Sinon, chez les autres, on a l’impression de retrouver la même fermeture d’esprit qu’au sein de la famille Pineault-Caron, rendue tristement célèbre par un témoignage excessivement xénophobe en commission parlementaire sur la Charte des valeurs. Voilà donc les femmes de nos vacanciers, réunies après une séance d’exercice, à se féliciter de pouvoir choisir la décoration intérieure des véhicules récréatifs, avant de plonger carrément dans le racisme et l’aveuglement volontaire. « Il n’y a pas de classes sociales, ici », clame l’une d’entre elles – après tout, tout le monde est riche!, tandis qu’une autre dit avoir peur de se rendre à Montréal. C’est sûr qu’on y parle « au moins 20 langues »! Y compris la terrible « langue islamique »…

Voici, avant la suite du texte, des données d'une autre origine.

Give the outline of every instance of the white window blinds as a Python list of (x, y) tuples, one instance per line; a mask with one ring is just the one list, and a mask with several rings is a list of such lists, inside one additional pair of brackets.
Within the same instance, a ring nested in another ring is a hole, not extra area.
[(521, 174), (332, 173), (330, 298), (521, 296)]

Ajoutez à cela quantité d’autres aspects toujours aussi surréels et même dérangeants – le propriétaire se vante de ne pas savoir écrire, entre autres -, et vous obtenez un documentaire qui force le spectateur à se demander, tout au long des 45 minutes que dure le film, si le réalisateur Guillaume Sylvestre tentait de faire ressortir tout le côté kitsch de ce terrain de camping pour gens riches, ou s’il ne désirait que montrer la vérité. Quoi qu’il en soit, le résultat est désolant. Et le coup de grâce est porté à la toute fin: alors que les vacanciers quittent l’endroit à la fin de la saison, nous sommes ramenés à la réalité. Au-delà des frontières du parc privé s’étalent des magasins décrépits, les sirènes de police retentissent, et des Noirs que l’on imagine être défavorisés traversent un large boulevard ressemblant à l’horreur qu’est Taschereau. Comme retour à la réalité, on a rarement vu plus brutal.